Süddeutsche Zeitung: Bulgaria's Bansko - Monopoly in the Snow

Photo by BGNES

Munich-based daily Süddeutsche Zeitung has devoted an article to the controversy surrounding the plans for the construction of a second gondola lift in the Bulgarian ski resort of Bansko.

In a publication dated February 23, 2015 by Florian Sanktjohanser, the German daily presents the positions of both proponents and opponents of the expansion of the ski facilities in Bansko.

Ivan Obreykov, Marketing Director of the Bansko Ski Zone, is quoted as saying that environmentalists "are opposed to everything" and that they see a people-free mountain as the best case scenario.

In his words, the ski runs are crammed with up to 10 000 local and foreign skiers and snowboarders on weekends, with the ski zone fit to accommodate 6000-7000 visitors and the gondola lift having a capacity of up to 2400 skiers per hour.

He says that tourists sometimes have to stand in a queue for 3-4 hours in sub-zero temperatures.

Obreykov informs that the problem of congestion at the base station has not been eliminated despite the launch of buses to carry tourists up the mountain in 2014.

"This is why we need a second gondola lift and more ski runs," Obreykov declares.

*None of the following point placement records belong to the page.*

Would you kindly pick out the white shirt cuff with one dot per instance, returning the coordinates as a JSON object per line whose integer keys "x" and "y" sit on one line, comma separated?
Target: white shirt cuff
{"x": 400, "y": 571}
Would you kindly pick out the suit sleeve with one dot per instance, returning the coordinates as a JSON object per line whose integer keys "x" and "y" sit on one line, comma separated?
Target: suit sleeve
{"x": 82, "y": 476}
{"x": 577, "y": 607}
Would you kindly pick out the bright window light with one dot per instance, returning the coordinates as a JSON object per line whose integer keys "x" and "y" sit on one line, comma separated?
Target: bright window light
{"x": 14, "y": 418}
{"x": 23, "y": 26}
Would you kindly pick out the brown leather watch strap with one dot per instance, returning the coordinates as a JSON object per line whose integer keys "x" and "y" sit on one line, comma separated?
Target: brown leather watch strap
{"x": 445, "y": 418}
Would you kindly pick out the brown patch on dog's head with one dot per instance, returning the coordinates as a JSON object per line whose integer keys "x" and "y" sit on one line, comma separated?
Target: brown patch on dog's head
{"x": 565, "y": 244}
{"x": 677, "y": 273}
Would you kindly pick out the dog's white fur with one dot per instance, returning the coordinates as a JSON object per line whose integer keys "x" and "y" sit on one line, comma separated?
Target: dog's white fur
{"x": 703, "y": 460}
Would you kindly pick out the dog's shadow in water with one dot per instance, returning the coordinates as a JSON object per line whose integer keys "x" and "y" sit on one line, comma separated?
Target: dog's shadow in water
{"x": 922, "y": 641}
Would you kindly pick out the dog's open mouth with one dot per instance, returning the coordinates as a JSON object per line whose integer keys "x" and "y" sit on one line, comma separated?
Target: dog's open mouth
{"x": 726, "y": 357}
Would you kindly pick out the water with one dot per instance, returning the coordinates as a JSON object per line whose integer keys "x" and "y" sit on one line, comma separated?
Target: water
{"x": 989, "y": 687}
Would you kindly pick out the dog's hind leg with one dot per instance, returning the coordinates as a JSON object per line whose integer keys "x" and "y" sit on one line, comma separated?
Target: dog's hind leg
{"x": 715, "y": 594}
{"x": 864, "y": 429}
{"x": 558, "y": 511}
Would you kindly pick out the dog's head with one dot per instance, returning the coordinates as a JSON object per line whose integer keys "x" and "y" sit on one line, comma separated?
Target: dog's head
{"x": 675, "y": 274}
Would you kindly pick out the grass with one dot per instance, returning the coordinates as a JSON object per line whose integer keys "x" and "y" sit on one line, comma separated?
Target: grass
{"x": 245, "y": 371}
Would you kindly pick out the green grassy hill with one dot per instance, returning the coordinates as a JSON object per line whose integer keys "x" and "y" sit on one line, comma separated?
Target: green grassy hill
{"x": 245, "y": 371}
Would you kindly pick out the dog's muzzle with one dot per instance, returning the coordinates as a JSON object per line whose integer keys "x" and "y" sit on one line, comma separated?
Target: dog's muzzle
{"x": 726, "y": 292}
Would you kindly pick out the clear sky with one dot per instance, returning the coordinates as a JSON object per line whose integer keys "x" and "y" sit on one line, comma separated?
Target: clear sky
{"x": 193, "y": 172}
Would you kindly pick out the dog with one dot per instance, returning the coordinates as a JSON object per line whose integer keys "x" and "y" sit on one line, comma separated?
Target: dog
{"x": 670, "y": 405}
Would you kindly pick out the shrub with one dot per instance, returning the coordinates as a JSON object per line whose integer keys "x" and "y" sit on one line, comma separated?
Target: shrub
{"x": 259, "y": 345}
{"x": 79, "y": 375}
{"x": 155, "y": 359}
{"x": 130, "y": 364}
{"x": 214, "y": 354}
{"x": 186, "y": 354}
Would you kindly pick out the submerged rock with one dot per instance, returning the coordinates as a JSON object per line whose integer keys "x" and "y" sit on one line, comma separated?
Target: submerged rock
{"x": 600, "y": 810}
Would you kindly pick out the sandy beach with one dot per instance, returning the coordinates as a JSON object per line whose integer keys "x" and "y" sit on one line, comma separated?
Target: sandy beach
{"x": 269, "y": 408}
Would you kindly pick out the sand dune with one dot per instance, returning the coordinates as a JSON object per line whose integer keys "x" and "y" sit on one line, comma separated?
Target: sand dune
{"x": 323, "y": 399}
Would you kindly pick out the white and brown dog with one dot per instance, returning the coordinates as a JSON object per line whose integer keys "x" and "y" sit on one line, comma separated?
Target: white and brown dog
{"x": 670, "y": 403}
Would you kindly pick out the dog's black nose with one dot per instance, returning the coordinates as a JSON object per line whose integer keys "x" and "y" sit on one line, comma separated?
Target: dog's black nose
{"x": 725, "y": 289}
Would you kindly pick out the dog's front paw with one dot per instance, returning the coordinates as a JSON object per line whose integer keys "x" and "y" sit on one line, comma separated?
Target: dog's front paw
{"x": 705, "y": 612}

According to Katerina Rakovska from the den World Wide Fund for Nature (WWF), however, the striving for more hotels, more lifts, and more skiers creates a vicious circle.

WWF Bulgaria is part of a coalition of NGOs and civic groups called "For the Nature" that has been fighting against the expansion of the ski zone for years, SDZ informs.

The conflict between environmentalists and the Yulen company, concession-holder of ski facilities in Bansko, is traced back to 2000 and the plans of the firm to make Bansko the biggest ski zone in the country.